Jose María Mezquita aún está vivo. Y muy vivo. Poseedor, entre otros, del Premio de Castilla y León de las Artes, se ha dicho de él que es un pintor de culto, silencioso y solitario que ha sabido construir a lo largo de su carrera un fascinante mundo propio al margen de los focos, las modas e incluso las tendencias y los grupúsculos artísticos. “Lo que elijo para pintar tiene que ver con la memoria de lo vivido, que es lo que mejor conozco. Ello permite no encasillarme. Me ayuda a expresarme y a encontrar la paz”

Aunque se le siga identificando como uno de los miembros más destacados de aquel realismo joven que emergió a principios de los 70 de la madrileña Escuela de Bellas Artes de San Fernando, de la mano del gran maestro Antonio López, Jose María Mezquita es mucho más que todo eso. Podríamos decir que es un privilegiado observador de un mundo que los profanos seguimos mirando sin detenernos a ver. Un pintor de la vida, esa vida que pasa y sin embargo deja su huella imborrable. Explorador de los misterios más profundos de la naturaleza y rescatador de esa memoria que, gracias a sus pinceles, sus fotografías y sus colecciones de objetos queda para siempre congelada en el tiempo. Un artista multidisciplinar cuya obra se difunde de manera importante a nivel nacional e internacional en un tono casi susurrante y confidencial como si uno tuviera que pedir perdón por ser simplemente un genio.

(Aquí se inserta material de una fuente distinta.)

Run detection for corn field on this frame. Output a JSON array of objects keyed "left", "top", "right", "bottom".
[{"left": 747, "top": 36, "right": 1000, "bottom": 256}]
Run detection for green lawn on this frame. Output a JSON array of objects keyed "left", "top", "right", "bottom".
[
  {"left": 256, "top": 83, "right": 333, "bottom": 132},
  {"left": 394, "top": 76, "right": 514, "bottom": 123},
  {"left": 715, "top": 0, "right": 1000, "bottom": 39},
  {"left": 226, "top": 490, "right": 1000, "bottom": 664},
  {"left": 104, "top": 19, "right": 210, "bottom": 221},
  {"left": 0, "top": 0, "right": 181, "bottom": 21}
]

Obra en el taller de Mezquita. Ana Burrieza

“Alguien dijo de mí que yo era un pintor invisible. No me veo así. A mí me conocen los galeristas más importantes de Madrid, he expuesto en Londres, en Italia… He tenido grandes coleccionistas y, sin embargo, es verdad que puedo hacer una exposición muy importante en Granada y ser allí noticia, hacerla en Burgos con éxito total y salir en todos sus medios, pero a nivel nacional ni una palabra. Por supuesto tampoco aquí en Zamora. Así que sí, soy un artista infravalorado”. Lo dice honestamente, sin ningún ápice de soberbia y sin darse mayor importancia a pesar de que en las décadas de los 70, 80 y 90 su nombre apareciera en negrita de forma asidua en los diarios El País, ABC o en las revistas especializadas en las críticas laudatorias de firmas como las de Juan Manuel Bonet, Andrés Trapiello o José Hierro.

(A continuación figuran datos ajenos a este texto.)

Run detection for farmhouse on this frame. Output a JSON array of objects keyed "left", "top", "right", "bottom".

Nacido en la capital zamorana en 1946, Mezquita estudió interno en los Escolapios de Toro y un último curso de bachiller en el Instituto Claudio Moyano, antes de aterrizar en Madrid para empezar una Ingeniería Aeronáutica que abandonó por el arte: “No fue fácil porque estaba estudiando lo que se consideraba una carrera seria. Vivía en el entorno de la Gran Vía en una pensión en la que había muchos zamoranos. Yo seguía haciendo la misma vida que en Zamora. Iba a confesarme, a misa… Pero poco a poco se produjo un cambio a todos los niveles en mí cuando ingresé, por probar, en la academia artística de Peña. Allí descubrí el mundo de las luces. Descubrí la libertad y encontré mi lugar junto a gente con las mismas inquietudes y aspiraciones que yo y una mentalidad más abierta. Cuando llegué a Bellas Artes ya tenía plena confianza en el futuro. No me inquietaba nada. Recuerdo que al entrar alguien me dijo: Vas a tener a un buen profesor”.

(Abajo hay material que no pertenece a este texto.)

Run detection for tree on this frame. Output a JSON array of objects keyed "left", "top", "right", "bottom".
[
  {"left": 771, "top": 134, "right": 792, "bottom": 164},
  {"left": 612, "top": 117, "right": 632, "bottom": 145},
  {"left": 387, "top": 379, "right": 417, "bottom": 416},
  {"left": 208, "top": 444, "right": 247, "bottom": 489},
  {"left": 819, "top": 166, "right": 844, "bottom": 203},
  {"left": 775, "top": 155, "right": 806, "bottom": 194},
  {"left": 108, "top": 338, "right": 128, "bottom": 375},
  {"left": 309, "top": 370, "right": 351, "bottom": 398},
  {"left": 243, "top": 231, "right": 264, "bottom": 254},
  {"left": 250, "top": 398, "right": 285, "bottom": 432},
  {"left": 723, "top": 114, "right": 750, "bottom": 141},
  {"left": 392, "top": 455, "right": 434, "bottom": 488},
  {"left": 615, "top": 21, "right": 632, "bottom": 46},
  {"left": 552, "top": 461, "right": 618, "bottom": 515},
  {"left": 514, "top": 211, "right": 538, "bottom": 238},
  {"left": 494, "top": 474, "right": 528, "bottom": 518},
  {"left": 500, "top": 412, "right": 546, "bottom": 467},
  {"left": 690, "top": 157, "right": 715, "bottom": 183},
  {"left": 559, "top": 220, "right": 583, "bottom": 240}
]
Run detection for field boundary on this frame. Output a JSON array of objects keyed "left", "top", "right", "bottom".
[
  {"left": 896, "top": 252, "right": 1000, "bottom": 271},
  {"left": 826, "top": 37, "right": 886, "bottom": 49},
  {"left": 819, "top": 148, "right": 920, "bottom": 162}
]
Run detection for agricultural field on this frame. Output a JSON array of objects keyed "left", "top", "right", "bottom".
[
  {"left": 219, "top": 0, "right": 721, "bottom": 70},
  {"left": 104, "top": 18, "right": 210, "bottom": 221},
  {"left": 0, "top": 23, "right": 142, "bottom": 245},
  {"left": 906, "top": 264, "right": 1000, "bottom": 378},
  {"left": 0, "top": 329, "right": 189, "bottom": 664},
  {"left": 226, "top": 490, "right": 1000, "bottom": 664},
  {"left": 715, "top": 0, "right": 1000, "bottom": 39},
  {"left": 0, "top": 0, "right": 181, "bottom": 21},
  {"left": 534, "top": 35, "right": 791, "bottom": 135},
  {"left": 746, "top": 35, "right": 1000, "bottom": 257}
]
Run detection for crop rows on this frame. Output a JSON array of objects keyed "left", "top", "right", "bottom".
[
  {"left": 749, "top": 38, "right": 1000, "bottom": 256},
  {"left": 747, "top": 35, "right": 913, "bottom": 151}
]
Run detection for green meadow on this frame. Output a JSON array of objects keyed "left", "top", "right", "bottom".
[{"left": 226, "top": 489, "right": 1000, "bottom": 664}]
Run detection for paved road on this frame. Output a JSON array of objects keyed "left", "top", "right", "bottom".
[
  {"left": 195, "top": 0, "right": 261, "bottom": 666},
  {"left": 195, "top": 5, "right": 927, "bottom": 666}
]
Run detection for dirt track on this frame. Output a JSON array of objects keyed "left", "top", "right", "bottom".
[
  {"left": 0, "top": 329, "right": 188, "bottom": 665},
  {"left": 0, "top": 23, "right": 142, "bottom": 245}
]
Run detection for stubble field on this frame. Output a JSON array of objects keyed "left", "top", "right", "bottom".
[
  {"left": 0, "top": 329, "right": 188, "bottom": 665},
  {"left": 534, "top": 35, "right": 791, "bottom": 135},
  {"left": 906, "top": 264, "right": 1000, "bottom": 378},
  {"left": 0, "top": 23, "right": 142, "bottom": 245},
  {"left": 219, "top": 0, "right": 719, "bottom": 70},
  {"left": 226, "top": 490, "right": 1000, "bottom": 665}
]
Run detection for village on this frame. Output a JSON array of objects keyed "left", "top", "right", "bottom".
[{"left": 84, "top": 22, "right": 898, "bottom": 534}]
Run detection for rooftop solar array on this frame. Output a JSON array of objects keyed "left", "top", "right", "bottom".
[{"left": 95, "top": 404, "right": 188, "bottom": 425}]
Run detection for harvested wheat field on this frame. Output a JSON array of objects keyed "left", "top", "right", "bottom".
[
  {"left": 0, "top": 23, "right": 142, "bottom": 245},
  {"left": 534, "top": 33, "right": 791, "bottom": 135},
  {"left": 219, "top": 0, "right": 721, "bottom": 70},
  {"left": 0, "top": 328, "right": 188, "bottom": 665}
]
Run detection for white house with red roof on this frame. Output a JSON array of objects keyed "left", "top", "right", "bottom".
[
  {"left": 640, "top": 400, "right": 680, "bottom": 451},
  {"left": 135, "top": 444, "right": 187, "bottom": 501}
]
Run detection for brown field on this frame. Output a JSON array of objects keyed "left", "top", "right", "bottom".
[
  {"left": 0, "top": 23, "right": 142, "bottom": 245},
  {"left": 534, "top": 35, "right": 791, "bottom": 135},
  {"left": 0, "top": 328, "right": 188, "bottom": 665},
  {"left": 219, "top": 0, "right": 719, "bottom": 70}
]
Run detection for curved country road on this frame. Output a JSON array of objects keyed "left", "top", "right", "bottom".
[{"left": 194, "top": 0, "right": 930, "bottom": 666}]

Y ese no fue otro que el maestro del realismo Antonio López con quien Mezquita entabló desde el principio una relación de admiración y respeto mutuos que aún perdura. Fue precisamente el artista de Tomelloso el que le proporcionó su participación en una primera exposición colectiva que supondría el arranque de una carrera meteórica que no fue precisamente flor de un día.

El artista con una cámara de fotos entre sus manos. Ana Burrieza

De aquellos comienzos a los tiempos presentes han pasado varios soles y muchas tormentas por la vida del pintor zamorano. Hoy, a sus 75 años vive un momento de especial sosiego en su casa- estudio, rodeado de su particular universo en el aparecen en primer término sus innumerables lienzos; sus míticos árboles solitarios y sus enrevesadas y siempre distintas raíces que crecen en los cauces de nuestros ríos: “Al terminar Bellas Artes empecé a pintar, siempre al natural, el mundo que conocía. Viví de niño en la zona de Obispo Nieto, muy cerca del Bosque de Valorio, un territorio que me impresionaba, me resultaba atractivo y misterioso a la vez. La naturaleza es paciente, siempre está ahí esperando pero también impone sus condiciones. Un árbol o lo pintas todos los días y con sesiones amplias o no lo acabas porque cambia rápidamente. Si pierdes los puntos de referencia no puedes seguir y por eso algunos de mis cuadros están inacabados y sin embargo son muy apreciados por la gente porque ahí queda plasmado el proceso hasta donde he podido llegar. En cuando a las raíces son como una herida en la piel del planeta y ese interior que se deja entrever es muy misterioso. Son como ventanas hacia el interior de nuestro mundo. Algo que tiene que ver con lo espiritual. Son lugares difíciles de encontrar y más ahora que los márgenes están inundados de zarzas”.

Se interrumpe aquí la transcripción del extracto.